Vorrei chiederle, Ministro, di chiarire meglio quello che mi sembra essere il tema dei temi. Nella sua relazione lei ha affermato che ritiene opportuno rafforzare il ruolo delle Regioni usando un «federalismo dinamico» – il termine mi è sembrato molto interessante – e paventando l'ipotesi che già con la prossima legislatura si possa sperimentare un modello nuovo di Regione.
Il tema, legato alla riforma costituzionale, del ruolo delle Regioni è centrale in questo momento, anche per la composizione delle Regioni, quindi la definizione degli ambiti regionali, che a mio avviso oggi sono troppo differenziati e causa anche di problemi. Parlo delle Regioni autonome così come di Regioni che rappresentano troppe poche persone, come mi sentirei di dire. Alla fine, nella competizione internazionale e nella definizione di politiche strategiche, parlare di 300 mila o di 100 mila abitanti vuol dire parlare sì di territori ricchi di storie e di funzioni, ma spesso non di opportunità.
Da questo punto di vista, condivido del tutto l'idea che lei introduce di un rafforzamento dell'autonomia delle Regioni, dentro un federalismo solidale, un federalismo che non lascia indietro nessuno. Mi piacerebbe capire, su questo tema, quale tipo di lavorazione si può fare e come intrecciare questo suo ragionamento con la discussione che nei prossimi mesi, giorni, ore come Commissione saremo chiamati a svolgere sulla riforma costituzionale.
Questo mi sembra un tema importante, anche nell'ambito del tavolo di confronto o trattativa con gli enti locali e con le Pag. 12Regioni per l'attuazione della legge n. 56 del 2014, per tentare di capire e di definire meglio chi fa che cosa.
In questa fase, da questo punto di vista, potrebbe essere molto interessante anche «aprire un dialogo» con le Regioni sul tema del rafforzamento delle autonomie, che per quanto mi riguarda vuol dire un rafforzamento di responsabilità e di chiarezza di ruoli, non tanto una separatezza da altri soggetti.
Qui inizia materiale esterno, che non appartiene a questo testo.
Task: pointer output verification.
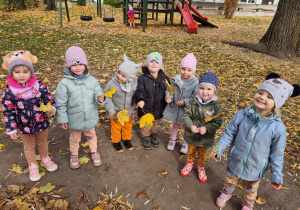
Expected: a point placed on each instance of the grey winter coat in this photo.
(254, 145)
(76, 101)
(120, 99)
(183, 92)
(194, 114)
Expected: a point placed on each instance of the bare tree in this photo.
(282, 39)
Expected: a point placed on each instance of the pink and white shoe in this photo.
(187, 168)
(34, 174)
(201, 173)
(48, 164)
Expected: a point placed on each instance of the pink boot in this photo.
(34, 174)
(187, 168)
(201, 173)
(48, 164)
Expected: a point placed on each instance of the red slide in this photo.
(187, 16)
(196, 12)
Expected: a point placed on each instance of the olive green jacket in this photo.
(194, 114)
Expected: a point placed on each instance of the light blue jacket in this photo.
(254, 145)
(77, 100)
(183, 92)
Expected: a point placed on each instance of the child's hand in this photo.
(64, 126)
(277, 186)
(194, 129)
(180, 103)
(141, 104)
(51, 111)
(13, 136)
(101, 98)
(168, 99)
(202, 130)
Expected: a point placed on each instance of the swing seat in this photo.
(86, 18)
(109, 19)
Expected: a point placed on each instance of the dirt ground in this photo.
(133, 171)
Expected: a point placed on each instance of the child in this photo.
(124, 98)
(130, 14)
(186, 85)
(21, 100)
(198, 134)
(257, 138)
(76, 97)
(150, 95)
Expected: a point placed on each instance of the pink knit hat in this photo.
(189, 61)
(75, 55)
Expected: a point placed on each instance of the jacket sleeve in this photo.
(277, 156)
(229, 134)
(187, 113)
(61, 100)
(215, 123)
(9, 114)
(140, 93)
(109, 105)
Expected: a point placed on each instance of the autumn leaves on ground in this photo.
(140, 179)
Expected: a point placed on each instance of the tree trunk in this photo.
(51, 5)
(282, 39)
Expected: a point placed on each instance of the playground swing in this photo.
(109, 19)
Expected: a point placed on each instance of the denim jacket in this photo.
(255, 145)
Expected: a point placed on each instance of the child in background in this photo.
(76, 97)
(21, 100)
(186, 85)
(198, 134)
(257, 138)
(150, 95)
(124, 98)
(130, 14)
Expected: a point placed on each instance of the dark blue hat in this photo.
(209, 77)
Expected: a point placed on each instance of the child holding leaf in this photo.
(150, 95)
(185, 85)
(200, 132)
(257, 139)
(77, 96)
(21, 100)
(122, 103)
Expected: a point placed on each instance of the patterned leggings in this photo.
(29, 145)
(250, 187)
(202, 154)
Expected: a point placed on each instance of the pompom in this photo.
(296, 91)
(272, 76)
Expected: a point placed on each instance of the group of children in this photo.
(256, 135)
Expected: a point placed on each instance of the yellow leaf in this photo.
(47, 188)
(147, 120)
(170, 89)
(83, 160)
(122, 117)
(45, 108)
(261, 200)
(110, 92)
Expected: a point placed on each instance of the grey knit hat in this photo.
(209, 77)
(154, 56)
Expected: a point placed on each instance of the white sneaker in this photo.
(184, 148)
(171, 145)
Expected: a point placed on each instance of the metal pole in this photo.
(60, 13)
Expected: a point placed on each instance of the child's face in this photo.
(206, 91)
(263, 100)
(153, 67)
(78, 69)
(121, 77)
(186, 73)
(21, 74)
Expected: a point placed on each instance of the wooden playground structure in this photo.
(168, 8)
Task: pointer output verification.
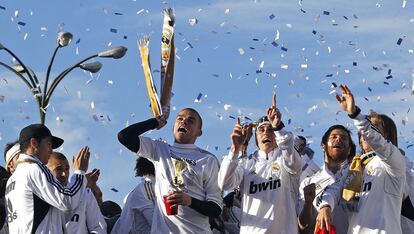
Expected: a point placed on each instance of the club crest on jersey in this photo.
(271, 184)
(275, 167)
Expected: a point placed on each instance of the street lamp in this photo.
(43, 96)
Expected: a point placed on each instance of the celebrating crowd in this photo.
(276, 189)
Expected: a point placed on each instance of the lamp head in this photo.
(93, 67)
(116, 53)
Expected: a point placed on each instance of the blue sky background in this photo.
(324, 42)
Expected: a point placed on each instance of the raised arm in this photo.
(284, 140)
(231, 173)
(389, 153)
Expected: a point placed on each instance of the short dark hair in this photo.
(340, 127)
(8, 146)
(58, 156)
(195, 112)
(143, 167)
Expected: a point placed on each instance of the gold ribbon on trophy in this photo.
(160, 106)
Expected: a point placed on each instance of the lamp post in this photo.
(43, 96)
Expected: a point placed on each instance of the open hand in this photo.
(346, 100)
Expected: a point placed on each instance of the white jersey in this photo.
(407, 225)
(200, 180)
(323, 179)
(269, 186)
(36, 200)
(86, 217)
(379, 205)
(309, 167)
(136, 216)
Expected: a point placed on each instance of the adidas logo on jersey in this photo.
(269, 185)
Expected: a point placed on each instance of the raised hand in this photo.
(92, 177)
(81, 161)
(346, 100)
(309, 193)
(273, 114)
(162, 120)
(324, 218)
(237, 137)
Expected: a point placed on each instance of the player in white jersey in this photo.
(338, 149)
(309, 166)
(136, 216)
(407, 211)
(35, 199)
(86, 217)
(375, 180)
(268, 179)
(181, 165)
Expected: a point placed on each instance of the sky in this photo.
(236, 55)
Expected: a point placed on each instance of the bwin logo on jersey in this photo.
(269, 185)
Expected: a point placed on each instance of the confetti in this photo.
(193, 21)
(198, 99)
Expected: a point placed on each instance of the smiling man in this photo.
(268, 179)
(185, 174)
(338, 149)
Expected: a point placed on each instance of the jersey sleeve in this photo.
(390, 155)
(213, 192)
(95, 221)
(292, 160)
(147, 149)
(46, 187)
(231, 173)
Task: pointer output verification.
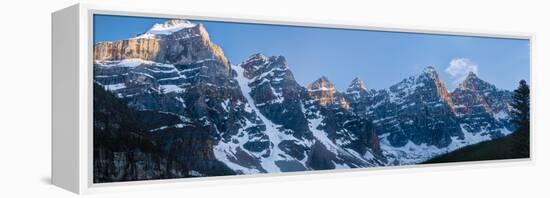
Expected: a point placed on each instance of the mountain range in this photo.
(205, 116)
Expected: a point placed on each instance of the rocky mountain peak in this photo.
(429, 70)
(356, 85)
(473, 82)
(322, 84)
(166, 28)
(324, 91)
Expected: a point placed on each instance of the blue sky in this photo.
(380, 58)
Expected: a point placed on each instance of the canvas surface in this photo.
(175, 98)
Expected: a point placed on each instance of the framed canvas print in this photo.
(141, 97)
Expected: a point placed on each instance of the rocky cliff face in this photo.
(198, 115)
(324, 93)
(174, 42)
(482, 108)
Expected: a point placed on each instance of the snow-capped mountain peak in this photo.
(356, 85)
(167, 28)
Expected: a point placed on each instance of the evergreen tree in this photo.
(520, 117)
(520, 105)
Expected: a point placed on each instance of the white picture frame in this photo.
(72, 52)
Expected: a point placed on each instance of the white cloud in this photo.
(459, 68)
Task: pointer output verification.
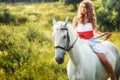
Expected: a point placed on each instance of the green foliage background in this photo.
(26, 47)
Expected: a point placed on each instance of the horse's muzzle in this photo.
(59, 60)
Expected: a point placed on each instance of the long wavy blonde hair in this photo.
(90, 13)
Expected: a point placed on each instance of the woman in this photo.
(86, 27)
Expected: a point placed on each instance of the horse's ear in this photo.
(53, 21)
(66, 21)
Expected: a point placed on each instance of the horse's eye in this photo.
(64, 37)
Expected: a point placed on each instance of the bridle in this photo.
(68, 47)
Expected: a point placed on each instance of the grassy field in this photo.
(32, 40)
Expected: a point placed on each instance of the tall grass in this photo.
(27, 50)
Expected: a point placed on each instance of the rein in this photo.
(68, 47)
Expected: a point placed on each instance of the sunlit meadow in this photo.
(33, 42)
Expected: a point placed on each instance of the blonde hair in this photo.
(90, 12)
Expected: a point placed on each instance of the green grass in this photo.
(30, 44)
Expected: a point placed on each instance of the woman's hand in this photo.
(108, 35)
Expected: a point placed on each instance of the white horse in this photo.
(83, 62)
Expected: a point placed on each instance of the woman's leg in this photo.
(107, 65)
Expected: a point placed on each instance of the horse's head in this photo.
(60, 39)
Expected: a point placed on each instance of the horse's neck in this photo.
(77, 51)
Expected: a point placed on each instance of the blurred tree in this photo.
(107, 15)
(72, 2)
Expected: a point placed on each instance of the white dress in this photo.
(94, 43)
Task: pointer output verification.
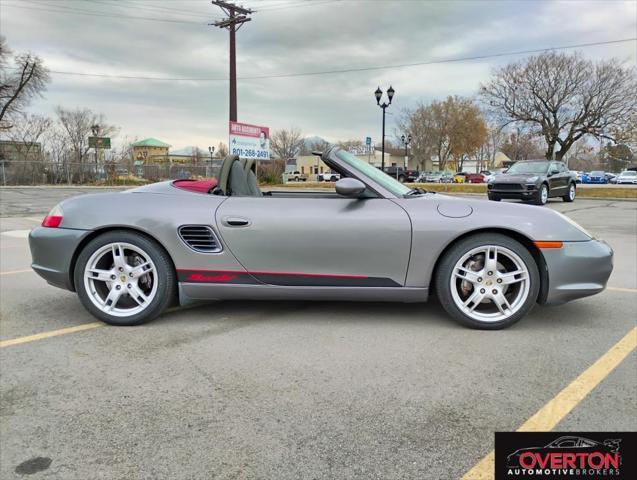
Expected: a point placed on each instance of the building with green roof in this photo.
(150, 150)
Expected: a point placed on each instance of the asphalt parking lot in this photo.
(287, 390)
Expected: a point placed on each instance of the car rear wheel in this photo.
(487, 281)
(570, 196)
(124, 278)
(542, 196)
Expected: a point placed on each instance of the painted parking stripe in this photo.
(52, 333)
(557, 408)
(13, 272)
(78, 328)
(621, 289)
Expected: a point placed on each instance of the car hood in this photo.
(536, 223)
(515, 178)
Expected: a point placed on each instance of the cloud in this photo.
(287, 36)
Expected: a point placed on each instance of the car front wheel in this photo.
(570, 196)
(124, 278)
(487, 281)
(542, 196)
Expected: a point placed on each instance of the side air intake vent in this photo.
(200, 238)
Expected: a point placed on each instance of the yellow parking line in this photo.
(13, 272)
(52, 333)
(556, 409)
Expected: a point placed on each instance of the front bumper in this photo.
(52, 252)
(578, 269)
(513, 190)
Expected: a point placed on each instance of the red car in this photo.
(474, 178)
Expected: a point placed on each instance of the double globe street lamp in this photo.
(406, 142)
(379, 94)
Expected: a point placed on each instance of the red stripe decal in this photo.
(292, 274)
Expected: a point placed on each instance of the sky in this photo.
(173, 41)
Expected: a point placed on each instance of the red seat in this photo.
(197, 186)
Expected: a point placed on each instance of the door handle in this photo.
(236, 221)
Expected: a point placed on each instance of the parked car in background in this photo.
(437, 177)
(460, 177)
(534, 180)
(401, 174)
(328, 177)
(596, 176)
(627, 177)
(492, 175)
(474, 178)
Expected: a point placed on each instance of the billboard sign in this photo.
(249, 141)
(99, 142)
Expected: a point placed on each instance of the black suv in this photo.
(535, 181)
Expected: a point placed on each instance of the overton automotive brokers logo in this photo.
(584, 455)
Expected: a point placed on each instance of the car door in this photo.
(556, 180)
(309, 241)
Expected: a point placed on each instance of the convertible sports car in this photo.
(129, 255)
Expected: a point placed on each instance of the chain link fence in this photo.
(46, 173)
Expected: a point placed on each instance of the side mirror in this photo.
(349, 187)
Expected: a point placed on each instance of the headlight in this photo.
(575, 224)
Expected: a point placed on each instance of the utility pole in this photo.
(236, 16)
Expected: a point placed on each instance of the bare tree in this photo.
(76, 125)
(286, 143)
(563, 97)
(27, 134)
(521, 145)
(19, 84)
(451, 130)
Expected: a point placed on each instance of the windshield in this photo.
(394, 186)
(528, 167)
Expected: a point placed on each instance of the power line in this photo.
(352, 70)
(93, 13)
(150, 8)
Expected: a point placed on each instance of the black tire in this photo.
(166, 277)
(444, 270)
(570, 197)
(538, 199)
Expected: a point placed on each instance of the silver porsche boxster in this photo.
(129, 255)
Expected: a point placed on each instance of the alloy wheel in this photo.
(120, 279)
(490, 283)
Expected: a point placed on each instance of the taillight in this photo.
(54, 218)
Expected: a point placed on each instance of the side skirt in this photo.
(192, 292)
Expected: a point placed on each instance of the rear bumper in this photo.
(52, 251)
(578, 269)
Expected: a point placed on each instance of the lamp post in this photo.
(212, 152)
(379, 94)
(406, 142)
(96, 132)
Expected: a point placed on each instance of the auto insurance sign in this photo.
(249, 141)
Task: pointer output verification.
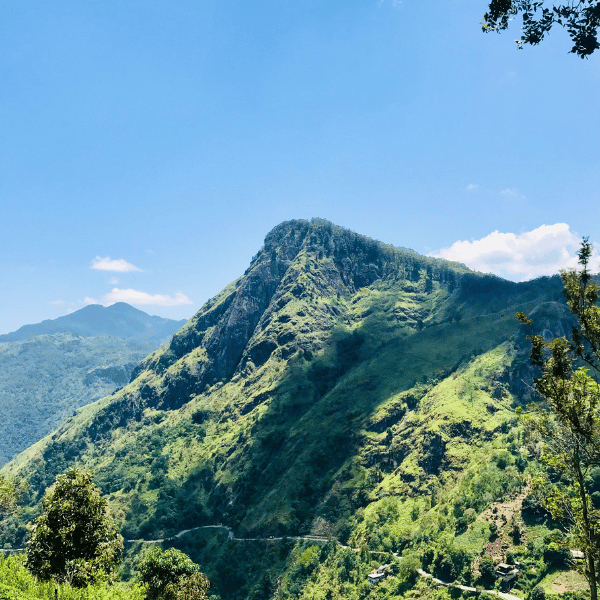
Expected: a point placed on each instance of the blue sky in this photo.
(172, 136)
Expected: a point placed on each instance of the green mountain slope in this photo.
(44, 378)
(337, 378)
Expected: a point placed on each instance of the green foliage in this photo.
(487, 571)
(171, 575)
(17, 583)
(537, 593)
(581, 19)
(44, 380)
(74, 540)
(570, 430)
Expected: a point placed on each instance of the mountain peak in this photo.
(120, 320)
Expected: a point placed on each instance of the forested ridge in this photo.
(340, 389)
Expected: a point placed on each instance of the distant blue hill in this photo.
(120, 319)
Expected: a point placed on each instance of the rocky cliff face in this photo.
(335, 370)
(316, 264)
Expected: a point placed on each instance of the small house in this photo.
(508, 573)
(378, 574)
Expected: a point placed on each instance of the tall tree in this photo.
(74, 540)
(570, 426)
(582, 20)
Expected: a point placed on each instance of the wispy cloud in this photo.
(519, 257)
(108, 264)
(137, 297)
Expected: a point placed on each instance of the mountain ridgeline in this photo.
(51, 369)
(119, 319)
(336, 376)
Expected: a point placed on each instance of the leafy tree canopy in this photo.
(74, 540)
(581, 19)
(172, 575)
(570, 429)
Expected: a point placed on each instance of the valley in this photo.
(342, 403)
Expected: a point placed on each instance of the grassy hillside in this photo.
(340, 387)
(51, 369)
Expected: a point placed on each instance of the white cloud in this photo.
(543, 251)
(107, 264)
(143, 298)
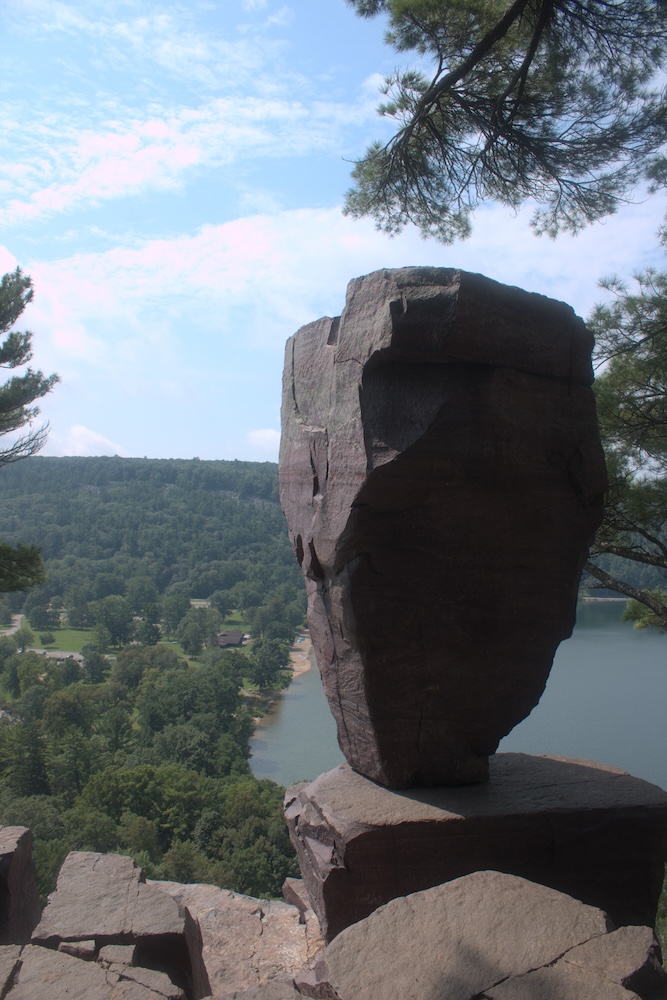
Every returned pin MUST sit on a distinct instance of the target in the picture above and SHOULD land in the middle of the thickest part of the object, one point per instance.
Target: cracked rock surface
(248, 943)
(584, 828)
(439, 450)
(487, 936)
(106, 934)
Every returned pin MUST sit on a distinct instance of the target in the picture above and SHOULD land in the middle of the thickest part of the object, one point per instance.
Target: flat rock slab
(103, 898)
(20, 910)
(583, 828)
(248, 943)
(44, 974)
(439, 449)
(486, 935)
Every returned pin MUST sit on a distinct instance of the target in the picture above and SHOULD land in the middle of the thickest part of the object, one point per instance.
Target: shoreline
(300, 655)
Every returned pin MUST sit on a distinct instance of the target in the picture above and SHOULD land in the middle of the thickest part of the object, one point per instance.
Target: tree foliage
(21, 565)
(631, 339)
(554, 101)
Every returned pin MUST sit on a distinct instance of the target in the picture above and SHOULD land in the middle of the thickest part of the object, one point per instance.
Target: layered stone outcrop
(488, 936)
(248, 945)
(442, 476)
(583, 828)
(105, 929)
(19, 898)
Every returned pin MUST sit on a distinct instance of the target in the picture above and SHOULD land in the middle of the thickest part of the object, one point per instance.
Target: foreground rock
(248, 944)
(439, 450)
(487, 936)
(19, 899)
(102, 903)
(583, 828)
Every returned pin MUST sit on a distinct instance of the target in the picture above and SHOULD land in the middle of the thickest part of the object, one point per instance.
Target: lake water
(606, 700)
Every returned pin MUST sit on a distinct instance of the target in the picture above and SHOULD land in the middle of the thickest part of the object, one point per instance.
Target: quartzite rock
(19, 898)
(442, 476)
(248, 943)
(486, 935)
(104, 897)
(589, 830)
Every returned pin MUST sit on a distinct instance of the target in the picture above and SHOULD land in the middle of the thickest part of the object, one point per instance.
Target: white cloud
(80, 440)
(64, 167)
(263, 444)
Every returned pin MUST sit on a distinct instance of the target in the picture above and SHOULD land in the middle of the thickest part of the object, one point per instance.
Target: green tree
(23, 637)
(268, 657)
(196, 629)
(173, 607)
(631, 341)
(115, 614)
(20, 566)
(556, 102)
(142, 594)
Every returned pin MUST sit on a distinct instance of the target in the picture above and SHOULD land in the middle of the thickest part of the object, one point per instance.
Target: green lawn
(68, 640)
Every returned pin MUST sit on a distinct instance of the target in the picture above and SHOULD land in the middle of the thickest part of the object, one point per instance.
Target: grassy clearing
(235, 619)
(68, 640)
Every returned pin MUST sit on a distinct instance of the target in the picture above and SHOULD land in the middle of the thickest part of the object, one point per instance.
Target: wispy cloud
(264, 444)
(80, 440)
(65, 167)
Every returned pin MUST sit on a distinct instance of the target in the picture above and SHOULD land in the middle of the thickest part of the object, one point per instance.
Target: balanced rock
(487, 936)
(583, 828)
(442, 477)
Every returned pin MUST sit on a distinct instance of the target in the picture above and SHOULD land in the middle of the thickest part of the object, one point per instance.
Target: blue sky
(171, 177)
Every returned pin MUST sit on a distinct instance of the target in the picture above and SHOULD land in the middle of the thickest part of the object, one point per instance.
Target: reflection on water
(606, 700)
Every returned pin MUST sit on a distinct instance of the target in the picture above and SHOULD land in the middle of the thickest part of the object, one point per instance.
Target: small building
(232, 637)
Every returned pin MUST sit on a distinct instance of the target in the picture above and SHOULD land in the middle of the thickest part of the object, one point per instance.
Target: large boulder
(487, 936)
(442, 477)
(102, 900)
(586, 829)
(251, 946)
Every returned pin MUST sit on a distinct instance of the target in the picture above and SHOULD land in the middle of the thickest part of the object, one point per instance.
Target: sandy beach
(300, 655)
Considero altresì particolarmente importante, nella sua relazione, signora Ministro, il tema dell'area vasta. La discussione sulle Province monta in questo momento. Ci sono molti fermenti, preoccupazioni, e anche la preoccupazione che, di fronte a un soggetto «meno forte del passato» (così si pensa, in virtù del fatto che i Sindaci o i Consiglieri chiamati a svolgere il ruolo di Consiglio provinciale di fatto non potranno mettere a disposizione il tempo pieno, e non c’è un organo esecutivo con una Giunta), di fatto il rischio è che ci sia una ricentralizzazione sulle Regioni, quindi una riorganizzazione delle stesse in virtù di una fase temporanea (e la Lombardia credo stia già ragionando in questi termini).
Considero importante che con la legge n. 56 si sia evitato di andare al voto a maggio per le Province. Ritengo strategico, però, che le Regioni siano invitate e accompagnate a un processo di rilettura post-riforma costituzionale. Oggi come oggi, credo che le Province, così com'erano e come sono definite come ambito territoriale, siano soggetti non sufficientemente ampi per affrontare la sfida della pianificazione strategica, perché questo è quello che deve fare un ente di scala vasta.
Da questo punto di vista, sarebbe molto utile che nei tavoli che lei coordina non si programmi un sistema che potrà essere successivamente modificato. Quindi, credo che sarebbe già utile cominciare a ragionare con le Regioni su cosa vuol dire un governo di area vasta e, in questa logica, anche capire, oggettivamente, se ci saranno governi di area vasta, quindi una riduzione del numero delle attuali Province in maniera consistente, come rileggere il tema della rappresentanza di questi nuovi soggetti. Credo che, alla fine, questo sia particolarmente importante.
Vi è un tema sul quale voglio soffermarmi in particolar modo che è tra le ultime cose che lei ha detto, perché per esperienza lo considero molto importante: il tema del ruolo della dirigenza pubblica e, in particolare, l'apicale della dirigenza pubblica.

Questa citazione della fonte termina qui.